OrphanPage 2004-05-31, last edit 2000-02-21
I've just finished an ECMA(Java)Script Validator here at XpEdinburgh. I thought I would describe it here with some of the issues it raised for me.
First the stories:
1) Ensure a given piece of text is a syntactically valid ECMA Script program.
2) Perform checking to ensure that method names are correct.
The user provided 6 sample syntax error which they wanted picked up - these formed the functional tests for story 1.
First a spike was performed to generate an end to end solution. The simplest valid and invalid programs were used to test this. (Valid ';', Invalid '{')
The next stage was to try to break the story down into smaller tasks. This is where some implementation bias crept in. The tasks were tokenise input, parse statements and parse expressions. Now I really wish I had fought the fear factor and just let the design guide itself to see what an extreme parser would look like, but I guess that will just have to wait for the next time.
Tokenise input was choosen as the first task. During this (and all subsequent tasks) the ECMA Script spec provided the break down for test cases. Each production in the spec formed a class and set of test cases.
I found this very usefull as it certainly built confidence early. All the simple atomic productions can be thoroughly tested, and I can use that confidence to focus the tests at a higher level. For example, when testing an argument list I just have to test that brackets and commas are picked up correcly, I rely on the previous testing of valid and invalid identifiers to avoid retesting the same things twice.
However, this "trimming" of the possible test cases may have implications for how severe any refactoring could be. This is because the level of testing is biased by the implementation. But, I'm not sure how this can be avoided without cascading all the test cases up.
After a few productions had been written, I found that the test hierarchy could be refactored along with the implementation. This made subsequent tests easier and quicker to write, and so more were written - more confidence - go faster.

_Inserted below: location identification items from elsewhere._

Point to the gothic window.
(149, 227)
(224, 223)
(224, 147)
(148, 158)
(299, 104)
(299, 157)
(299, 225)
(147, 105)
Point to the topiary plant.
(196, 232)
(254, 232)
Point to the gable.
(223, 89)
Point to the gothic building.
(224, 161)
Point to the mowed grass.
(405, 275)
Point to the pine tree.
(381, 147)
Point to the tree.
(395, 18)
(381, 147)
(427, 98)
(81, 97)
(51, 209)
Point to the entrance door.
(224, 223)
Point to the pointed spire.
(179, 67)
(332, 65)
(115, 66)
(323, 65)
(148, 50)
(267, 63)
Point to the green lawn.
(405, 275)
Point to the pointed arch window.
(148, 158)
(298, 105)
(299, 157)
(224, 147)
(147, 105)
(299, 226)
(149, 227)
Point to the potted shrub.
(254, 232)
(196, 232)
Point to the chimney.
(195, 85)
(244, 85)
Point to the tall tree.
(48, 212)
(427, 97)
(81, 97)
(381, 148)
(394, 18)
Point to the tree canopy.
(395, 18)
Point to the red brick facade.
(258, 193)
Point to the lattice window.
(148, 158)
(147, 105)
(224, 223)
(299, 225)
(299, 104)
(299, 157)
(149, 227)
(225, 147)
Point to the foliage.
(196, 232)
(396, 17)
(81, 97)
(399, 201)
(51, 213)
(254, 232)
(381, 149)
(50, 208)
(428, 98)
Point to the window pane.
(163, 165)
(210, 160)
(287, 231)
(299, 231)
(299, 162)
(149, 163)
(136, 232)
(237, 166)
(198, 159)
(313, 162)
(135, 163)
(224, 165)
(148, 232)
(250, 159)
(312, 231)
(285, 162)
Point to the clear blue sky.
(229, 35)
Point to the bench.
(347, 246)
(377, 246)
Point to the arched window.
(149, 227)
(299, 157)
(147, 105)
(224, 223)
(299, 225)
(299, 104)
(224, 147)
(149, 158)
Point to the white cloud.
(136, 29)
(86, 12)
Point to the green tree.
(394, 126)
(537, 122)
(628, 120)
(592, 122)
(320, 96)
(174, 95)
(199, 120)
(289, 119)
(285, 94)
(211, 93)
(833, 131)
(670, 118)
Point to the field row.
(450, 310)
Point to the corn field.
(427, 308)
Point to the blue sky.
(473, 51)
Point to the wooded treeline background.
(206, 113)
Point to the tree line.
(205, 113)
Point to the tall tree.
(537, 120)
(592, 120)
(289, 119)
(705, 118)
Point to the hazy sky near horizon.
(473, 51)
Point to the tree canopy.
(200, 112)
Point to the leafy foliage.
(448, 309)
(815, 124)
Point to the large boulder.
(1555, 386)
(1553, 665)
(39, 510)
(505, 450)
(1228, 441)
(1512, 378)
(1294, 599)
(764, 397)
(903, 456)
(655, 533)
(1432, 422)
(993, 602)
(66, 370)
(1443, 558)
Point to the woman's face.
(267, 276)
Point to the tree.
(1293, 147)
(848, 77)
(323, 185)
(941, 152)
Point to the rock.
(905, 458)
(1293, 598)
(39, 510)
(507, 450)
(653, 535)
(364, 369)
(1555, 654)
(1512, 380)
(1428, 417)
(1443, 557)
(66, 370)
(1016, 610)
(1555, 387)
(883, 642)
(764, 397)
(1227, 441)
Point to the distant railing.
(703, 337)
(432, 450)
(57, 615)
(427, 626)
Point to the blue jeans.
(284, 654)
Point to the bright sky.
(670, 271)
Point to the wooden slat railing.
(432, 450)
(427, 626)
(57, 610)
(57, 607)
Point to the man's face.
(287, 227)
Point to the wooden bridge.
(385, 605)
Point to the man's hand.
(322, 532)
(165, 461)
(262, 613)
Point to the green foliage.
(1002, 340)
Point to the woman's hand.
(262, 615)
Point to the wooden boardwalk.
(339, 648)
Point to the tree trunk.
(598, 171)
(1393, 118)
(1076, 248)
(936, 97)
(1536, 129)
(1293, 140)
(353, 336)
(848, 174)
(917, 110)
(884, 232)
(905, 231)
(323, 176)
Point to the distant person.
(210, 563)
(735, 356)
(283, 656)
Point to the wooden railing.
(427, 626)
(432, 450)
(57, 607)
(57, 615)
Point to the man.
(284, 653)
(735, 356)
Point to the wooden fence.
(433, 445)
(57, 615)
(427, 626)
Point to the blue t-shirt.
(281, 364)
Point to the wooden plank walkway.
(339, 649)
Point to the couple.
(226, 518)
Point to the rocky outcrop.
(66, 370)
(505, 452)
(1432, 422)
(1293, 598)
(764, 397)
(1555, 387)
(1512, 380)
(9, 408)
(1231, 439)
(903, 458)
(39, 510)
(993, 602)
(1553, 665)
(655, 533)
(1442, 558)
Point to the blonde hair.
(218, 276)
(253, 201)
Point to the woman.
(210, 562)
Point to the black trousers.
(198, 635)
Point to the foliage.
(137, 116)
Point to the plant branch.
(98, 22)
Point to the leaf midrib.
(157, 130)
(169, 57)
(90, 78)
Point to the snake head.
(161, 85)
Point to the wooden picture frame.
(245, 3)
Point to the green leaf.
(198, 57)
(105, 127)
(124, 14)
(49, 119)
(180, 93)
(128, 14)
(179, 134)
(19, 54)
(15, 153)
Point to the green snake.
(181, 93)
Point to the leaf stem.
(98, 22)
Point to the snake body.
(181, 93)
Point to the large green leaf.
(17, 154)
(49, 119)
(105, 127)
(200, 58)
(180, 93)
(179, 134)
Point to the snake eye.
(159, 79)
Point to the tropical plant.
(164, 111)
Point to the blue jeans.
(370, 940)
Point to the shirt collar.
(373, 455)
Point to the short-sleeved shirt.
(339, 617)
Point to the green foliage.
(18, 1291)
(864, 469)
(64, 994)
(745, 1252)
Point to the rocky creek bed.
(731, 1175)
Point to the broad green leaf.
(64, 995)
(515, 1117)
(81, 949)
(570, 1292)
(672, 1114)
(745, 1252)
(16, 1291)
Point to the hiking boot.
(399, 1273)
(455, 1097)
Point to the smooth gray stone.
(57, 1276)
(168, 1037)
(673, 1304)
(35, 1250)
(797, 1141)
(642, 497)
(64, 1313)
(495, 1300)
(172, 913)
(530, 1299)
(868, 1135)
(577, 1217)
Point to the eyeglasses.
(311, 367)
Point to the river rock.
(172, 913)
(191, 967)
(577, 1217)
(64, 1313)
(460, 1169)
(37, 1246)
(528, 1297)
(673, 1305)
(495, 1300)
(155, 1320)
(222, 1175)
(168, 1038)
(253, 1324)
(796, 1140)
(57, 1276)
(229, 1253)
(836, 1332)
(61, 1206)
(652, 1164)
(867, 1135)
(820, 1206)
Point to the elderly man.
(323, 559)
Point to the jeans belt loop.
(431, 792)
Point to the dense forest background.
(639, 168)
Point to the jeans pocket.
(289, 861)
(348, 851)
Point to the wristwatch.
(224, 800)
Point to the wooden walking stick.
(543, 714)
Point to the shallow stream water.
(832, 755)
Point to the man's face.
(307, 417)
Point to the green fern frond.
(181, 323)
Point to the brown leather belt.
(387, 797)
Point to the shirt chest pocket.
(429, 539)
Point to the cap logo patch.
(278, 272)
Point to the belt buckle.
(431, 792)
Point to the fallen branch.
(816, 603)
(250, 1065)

I found spiking a solution at the start of each task helped to keep the visible functionality high. For example, the top level which validates the whole program was initially hard coded with one particular result - a ';' is OK everything else fails. When the task for statements was started, the program validator was changed to use and iteration of statements. Initially the only statement supported was ';'. Extract class refactoring. As soon as a new statement was finsihed the top level validator functionallity was increased.
Anyway, to sum up the first stort took about 2 weeks. The question is would it have been quicker using lexx and yacc? Would I have has as much control over the error messages?
However, the best lesson I gleaned from this was learned when it was time to start the second story. After implementing the first story, getting to know the ECMA script spec, it became clear that the second story could only be implemented with a full scripting engine. (The type of a variable can only be determined at runtime - so there is no way to check whether a method is valid or not until then).
So went back to the customer explained and explained this. They said they were happy to leave it out. But I had only spent 2 weeks, I had implemented the simplest validator I could for the first story. So no wasted effort, customer gets a useful system quickly - everyone is happy!
Any comments or questions would be welcomed.